Cummings Issues New Staff Report on Skyrocketing Drug Prices During Trump’s First Year as President

May 11, 2018
Press Release

Cummings Issues New Staff Report on

Skyrocketing Drug Prices During

Trump’s First Year as President


President’s Speech Today Reportedly Abandons Campaign Promise to

Authorize Medicare to Negotiate Directly with Drug Companies


Washington, D.C. (May 11, 2018)—Today, Rep. Elijah E. Cummings, the Ranking Member of the House Committee on Oversight and Government Reform, issued a new staff report documenting huge price increases imposed by drug companies during Donald Trump’s first year as President.  Cummings also issued the following statement in response to news that the President is preparing to abandon the proposal he supported during the campaign to allow Medicare to negotiate directly with drug companies to lower prices for beneficiaries:

“I think very expensive champagne will be popping in drug company boardrooms across the country tonight.  The President spent last year pressing Congress to pass a massive tax cut—which gives away billions of dollars to drug companies and their executives who are already rich—but this year the President is apparently abandoning his campaign promise to authorize Medicare to negotiate directly with drug companies to lower prices.” 

The report released today by Cummings, Skyrocketing Drug Prices:  Year One of the Trump Administration, explains that, as a candidate and as President, “one of the few concrete proposals to lower drug prices that Donald Trump has claimed to support is authorizing Medicare to negotiate directly with drug companies.”  As a candidate in January 2016, he said the government could save hundreds of billions of dollars every year if Medicare negotiated directly with drug manufacturers.  He said:  “We don’t do it.  Why?  Because of the drug companies.”  In January 2017, he stated that the pharmaceutical industry is “getting away with murder.”  He also said that “Pharma has a lot of lobbies and a lot of lobbyists and a lot of power, and there’s very little bidding on drugs.”
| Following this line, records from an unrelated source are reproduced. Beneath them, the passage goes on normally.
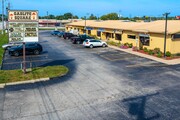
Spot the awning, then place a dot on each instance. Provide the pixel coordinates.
(89, 28)
(144, 35)
(101, 29)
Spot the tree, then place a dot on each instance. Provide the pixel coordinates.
(110, 16)
(75, 17)
(68, 16)
(92, 17)
(51, 17)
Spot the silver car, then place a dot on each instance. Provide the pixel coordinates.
(94, 43)
(9, 45)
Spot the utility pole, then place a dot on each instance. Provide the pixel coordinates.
(7, 8)
(47, 19)
(165, 34)
(85, 24)
(2, 16)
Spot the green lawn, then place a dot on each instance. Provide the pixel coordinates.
(3, 40)
(7, 76)
(36, 73)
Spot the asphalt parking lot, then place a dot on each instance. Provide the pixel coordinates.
(103, 84)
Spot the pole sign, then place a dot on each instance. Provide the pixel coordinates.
(23, 25)
(23, 16)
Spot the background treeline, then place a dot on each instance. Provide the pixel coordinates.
(109, 16)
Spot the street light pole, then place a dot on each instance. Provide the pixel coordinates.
(2, 16)
(165, 34)
(85, 24)
(47, 19)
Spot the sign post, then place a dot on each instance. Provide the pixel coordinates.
(23, 27)
(24, 57)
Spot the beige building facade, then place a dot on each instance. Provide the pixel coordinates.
(140, 34)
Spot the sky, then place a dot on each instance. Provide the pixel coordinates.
(126, 8)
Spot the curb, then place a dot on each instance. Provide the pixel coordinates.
(24, 82)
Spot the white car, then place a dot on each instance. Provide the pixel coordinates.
(7, 46)
(94, 43)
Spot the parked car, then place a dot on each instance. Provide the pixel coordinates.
(30, 47)
(94, 43)
(9, 45)
(60, 34)
(55, 32)
(68, 35)
(80, 39)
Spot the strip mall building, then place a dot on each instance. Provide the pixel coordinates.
(140, 34)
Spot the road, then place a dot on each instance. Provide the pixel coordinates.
(103, 84)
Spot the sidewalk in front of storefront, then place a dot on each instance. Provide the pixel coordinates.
(161, 60)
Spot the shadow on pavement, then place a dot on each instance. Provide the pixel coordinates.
(137, 107)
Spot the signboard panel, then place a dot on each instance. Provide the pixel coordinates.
(23, 26)
(22, 15)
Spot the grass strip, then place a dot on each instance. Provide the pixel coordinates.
(3, 40)
(7, 76)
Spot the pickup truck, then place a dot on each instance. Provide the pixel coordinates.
(80, 39)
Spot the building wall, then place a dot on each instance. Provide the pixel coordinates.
(156, 39)
(175, 46)
(125, 38)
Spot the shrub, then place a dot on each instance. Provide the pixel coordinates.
(134, 48)
(151, 52)
(156, 50)
(130, 45)
(141, 48)
(168, 54)
(145, 49)
(113, 43)
(94, 36)
(126, 44)
(159, 54)
(178, 54)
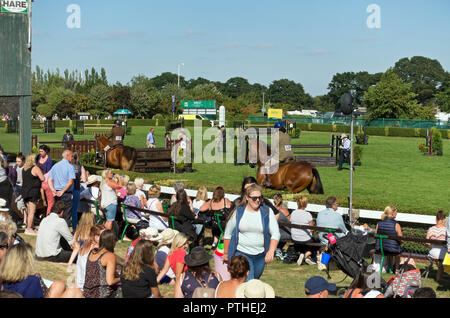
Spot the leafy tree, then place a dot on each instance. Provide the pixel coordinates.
(59, 100)
(285, 91)
(121, 96)
(194, 82)
(424, 74)
(139, 100)
(391, 98)
(165, 79)
(206, 92)
(165, 102)
(235, 87)
(443, 100)
(350, 82)
(81, 103)
(45, 110)
(101, 100)
(323, 103)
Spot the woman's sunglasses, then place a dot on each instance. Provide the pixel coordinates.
(260, 198)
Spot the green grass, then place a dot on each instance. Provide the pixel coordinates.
(393, 172)
(288, 280)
The report also explains:  “Instead of using his first year in office to advance his Medicare proposal, President Trump spent the majority of 2017 pressing Congress to enact one of the largest tax cuts in history, including for drug companies and their wealthy executives, despite the fact that the drug industry is already one of the most profitable in the world.  He repeatedly lobbied individual Senators and Representatives, made numerous public statements, and used all the tools of his powerful position to demand that Congress pass his legislation.”

The report continues:  “Today, President Trump is expected to announce his proposals to address prescription drug costs, but press accounts citing his top aides indicate that he will abandon the Medicare negotiation proposal, offering instead only relatively modest administrative steps.  There is little, if any, evidence that President Trump will endorse legislation to allow Medicare to negotiate—which he claimed he supports—let alone bring the full weight of his office to bear as he did with his tax cuts.”

The report examines price increases during the Trump Administration in three key ways based on prescription drug price data from December 31, 2016, to March 1, 2018:

  • Prices increased for the best-selling drugs in America:  The data indicate that 16 of the top 20 best-selling drugs in the United States increased significantly in price in the first year of the Trump Administration, mostly by double digits.  Collectively, these 16 drugs generated approximately $81.8 billion in sales in 2017.

  • Prices increased for drugs that cost most for Medicare:  The data indicate that 12 of the top 20 most costly drugs for Medicare Part D increased in price in the first year of the Trump Administration.  Collectively, these 12 drugs cost Medicare about $20.4 billion in 2015, the most recent year in which Part D spending data is available.

  • Prices increased for the biggest U.S. drug companies:  The data indicate that the three largest U.S.-based drug companies—Pfizer, Merck, and Johnson & Johnson— increased the prices of eight of their nine best-selling drugs in the first year of the Trump Administration, and they increased the prices of seven of these drugs by double digits.

On March 8, 2017, Cummings and Rep. Peter Welch met with President Trump to present him with a draft of H.R. 4138, The Medicare Drug Price Negotiation Act.  This legislation would do precisely what President Trump said he wanted during the campaign—authorize the Secretary of the Department of Health and Human Services to negotiate directly with drug companies for lower prices on behalf of Medicare beneficiaries.  This proposal is supported by 92% of the American people.

The Members asked for President Trump’s endorsement of their bill, as well as his support with Congress in moving this legislation forward.  Hearing nothing, they sent three additional letters to the President following-up on their request over the course of 2017.  He never once responded.